Mizzou 38, Kansas State 28
|Close %||87.1%||STANDARD DOWNS|
|Field Position %||53.2%||40.0%||Success Rate||42.1%||35.0%|
|Close Success Rate||49.1%||38.3%||Success Rate||51.2%||46.0%|
|Close Success Rate||51.6%||38.2%||Turnover Pts||4.8||15.0|
|Close PPP||0.49||0.24||Turnover Pts Margin||+10.2||-10.2|
|Line Yards/carry||4.34||2.84||Q1 S&P||0.905||0.740|
|Close Success Rate||45.8%||38.5%|
|Close PPP||0.41||0.36||1st Down S&P||0.815||0.695|
|Close S&P||0.865||0.742||2nd Down S&P||1.065||0.526|
|SD/PD Sack Rate||5.6% / 10.0%||13.3%/13.3%||3rd Down S&P||1.153||1.065|
|Projected Pt. Margin: Mizzou +16.0 | Actual Pt. Margin: Mizzou +10
Missouri outgained Kansas State by 6.2 EqPts on the ground, and Kansas State outgained Mizzou by 0.3 EqPts through the air. Just what everybody expected, right? Tell me again why I spend so much time previewing these games?
The Offense Bounces Back
As I somewhat expected, the Mizzou offense bounced back on Saturday. It truly does appear that the bigger chip Blaine Gabbert carries on his shoulder, the better he plays. Mizzou was steady and well-rounded in the passing game, with over a 40% success rate and greater than 0.40 PPP, but they won this game on the ground.
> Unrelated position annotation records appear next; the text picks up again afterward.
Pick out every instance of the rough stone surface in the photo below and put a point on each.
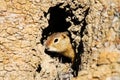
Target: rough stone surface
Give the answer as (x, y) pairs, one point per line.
(95, 34)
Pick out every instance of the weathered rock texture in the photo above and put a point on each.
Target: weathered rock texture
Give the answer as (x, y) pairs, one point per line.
(95, 32)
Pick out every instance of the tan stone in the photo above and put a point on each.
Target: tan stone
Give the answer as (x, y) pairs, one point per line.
(103, 58)
(11, 30)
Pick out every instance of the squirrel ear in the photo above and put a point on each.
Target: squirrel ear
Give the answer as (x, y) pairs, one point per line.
(66, 32)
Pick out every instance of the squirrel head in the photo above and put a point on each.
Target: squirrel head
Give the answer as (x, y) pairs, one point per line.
(57, 42)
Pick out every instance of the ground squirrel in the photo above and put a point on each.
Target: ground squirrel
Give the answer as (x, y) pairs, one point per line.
(60, 42)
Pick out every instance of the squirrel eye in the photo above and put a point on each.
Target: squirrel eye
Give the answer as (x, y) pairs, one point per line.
(56, 40)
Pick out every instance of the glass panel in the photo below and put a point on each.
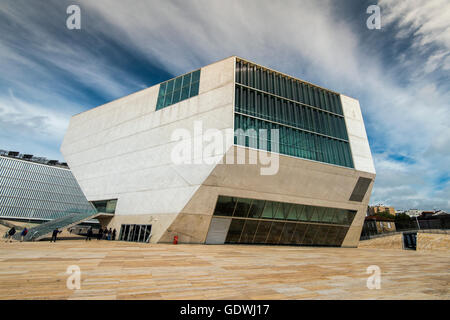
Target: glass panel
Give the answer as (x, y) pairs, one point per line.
(315, 214)
(184, 93)
(195, 76)
(235, 230)
(262, 232)
(287, 233)
(328, 215)
(275, 232)
(249, 231)
(176, 96)
(186, 80)
(331, 236)
(225, 206)
(242, 208)
(170, 85)
(194, 89)
(310, 234)
(341, 235)
(281, 211)
(162, 89)
(178, 82)
(299, 233)
(256, 209)
(321, 235)
(269, 209)
(293, 212)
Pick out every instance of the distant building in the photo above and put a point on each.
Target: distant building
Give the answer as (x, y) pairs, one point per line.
(374, 225)
(413, 212)
(380, 209)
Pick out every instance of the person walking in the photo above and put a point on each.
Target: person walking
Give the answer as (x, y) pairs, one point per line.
(89, 234)
(11, 233)
(100, 234)
(55, 234)
(23, 234)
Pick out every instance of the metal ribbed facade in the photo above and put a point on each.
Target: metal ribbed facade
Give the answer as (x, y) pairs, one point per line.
(34, 191)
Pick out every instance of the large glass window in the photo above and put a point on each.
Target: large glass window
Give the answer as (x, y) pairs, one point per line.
(271, 222)
(135, 232)
(178, 89)
(309, 119)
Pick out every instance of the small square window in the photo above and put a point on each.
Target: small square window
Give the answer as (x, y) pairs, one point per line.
(184, 93)
(162, 89)
(176, 96)
(168, 100)
(196, 76)
(170, 86)
(194, 89)
(160, 102)
(178, 82)
(187, 80)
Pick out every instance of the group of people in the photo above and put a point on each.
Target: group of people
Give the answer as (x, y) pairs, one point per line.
(10, 234)
(106, 234)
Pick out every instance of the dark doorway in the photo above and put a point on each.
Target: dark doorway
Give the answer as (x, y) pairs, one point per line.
(410, 241)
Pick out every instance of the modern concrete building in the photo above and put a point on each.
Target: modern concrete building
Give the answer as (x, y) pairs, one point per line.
(285, 161)
(373, 210)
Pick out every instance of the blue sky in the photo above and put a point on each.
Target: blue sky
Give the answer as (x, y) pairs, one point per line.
(399, 73)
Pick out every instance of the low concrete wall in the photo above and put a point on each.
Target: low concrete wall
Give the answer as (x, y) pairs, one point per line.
(390, 242)
(432, 241)
(425, 241)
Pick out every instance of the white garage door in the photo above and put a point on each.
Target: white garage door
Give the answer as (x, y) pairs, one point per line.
(218, 230)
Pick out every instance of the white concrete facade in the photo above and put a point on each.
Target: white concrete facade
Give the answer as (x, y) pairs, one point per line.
(122, 150)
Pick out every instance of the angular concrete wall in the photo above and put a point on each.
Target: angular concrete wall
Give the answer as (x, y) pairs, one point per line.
(359, 144)
(297, 181)
(123, 149)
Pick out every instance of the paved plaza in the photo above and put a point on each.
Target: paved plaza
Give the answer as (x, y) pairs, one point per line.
(121, 270)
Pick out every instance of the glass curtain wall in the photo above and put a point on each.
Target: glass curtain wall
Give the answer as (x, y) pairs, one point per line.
(309, 119)
(135, 232)
(178, 89)
(35, 191)
(269, 222)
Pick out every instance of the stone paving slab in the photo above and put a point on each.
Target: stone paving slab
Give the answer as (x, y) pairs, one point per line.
(120, 270)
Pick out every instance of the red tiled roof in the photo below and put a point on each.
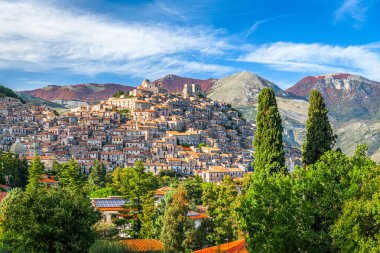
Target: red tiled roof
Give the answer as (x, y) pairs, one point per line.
(230, 247)
(144, 245)
(3, 195)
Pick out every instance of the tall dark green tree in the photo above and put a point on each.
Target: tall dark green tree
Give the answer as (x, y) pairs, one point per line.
(176, 223)
(35, 173)
(47, 220)
(13, 170)
(97, 177)
(269, 153)
(71, 176)
(134, 184)
(319, 134)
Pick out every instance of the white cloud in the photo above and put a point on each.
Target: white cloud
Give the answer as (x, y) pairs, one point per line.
(38, 36)
(353, 9)
(317, 58)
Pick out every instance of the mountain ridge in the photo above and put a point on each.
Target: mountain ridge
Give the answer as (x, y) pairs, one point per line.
(87, 92)
(174, 83)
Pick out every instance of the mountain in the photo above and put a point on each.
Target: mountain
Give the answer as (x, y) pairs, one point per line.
(175, 83)
(347, 96)
(89, 92)
(38, 101)
(6, 92)
(241, 90)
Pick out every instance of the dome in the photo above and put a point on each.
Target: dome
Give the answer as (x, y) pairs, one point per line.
(18, 148)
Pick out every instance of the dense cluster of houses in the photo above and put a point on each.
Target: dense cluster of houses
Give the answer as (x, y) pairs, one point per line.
(184, 132)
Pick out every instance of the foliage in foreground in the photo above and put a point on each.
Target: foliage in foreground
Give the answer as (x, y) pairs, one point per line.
(331, 206)
(47, 220)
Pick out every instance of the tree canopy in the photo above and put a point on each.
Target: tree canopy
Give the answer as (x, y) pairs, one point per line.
(47, 220)
(319, 134)
(269, 153)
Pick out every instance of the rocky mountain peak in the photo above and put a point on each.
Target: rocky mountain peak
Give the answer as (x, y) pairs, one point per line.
(242, 88)
(348, 96)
For the most part, Mizzou is clearly a team that wins and loses based on its quarterback's right arm, but there is no denying how much the Mizzou running game has steadily improved since the Colorado game. Here are the numbers for Mizzou's four-headed running back platoon in conference play:
- vs Colorado: 18 carries, 51 yards
- vs Texas A&M: 20 carries, 77 yards, 1 TD
- vs Oklahoma: 30 carries, 149 yards, 1 TD
- vs Nebraska: 12 carries, 68 yards, 1 TD
- vs Texas Tech: 21 carries, 227 yards, 2 TD
- vs Kansas State: 16 carries, 83 yards
Mix in a healthy amount of Gabbert and jet sweeps to the receivers, and by the end of the game, Mizzou had taken complete and total advantage of the weak Kansas State run defense. Blaine Gabbert missed a 200-100 game by just 11 passing yards.
Stop Proving Me Wrong, Mizzou
I have staked a good portion of my Football Outsiders reputation on the idea that the concept of standard downs and passing downs (and Leverage%) gives us what we think we get from third down conversions. And to an extent, Mizzou has proven me correct -- at times in 2010, Mizzou has been terrible on third downs (on both sides of the ball, really), yet here they stand at 8-2. But still ... this game was a blowout waiting to happen, but the Mizzou defense continuously let K-State off the hook on third downs. Passing downs too, to an extent, but mostly just third downs of all shapes and sizes. In the end, I guess it doesn't really matter -- both the Mizzou offense (ninth) and the Mizzou defense (26th and fading) still rate well in the S&P+ measure, and Mizzou remains ranked 12th in overall S&P+ because of it.
Targets and Catches
Here is the target-and-catch data from Saturday. It's nice seeing these numbers in the 60+% range again, isn't it?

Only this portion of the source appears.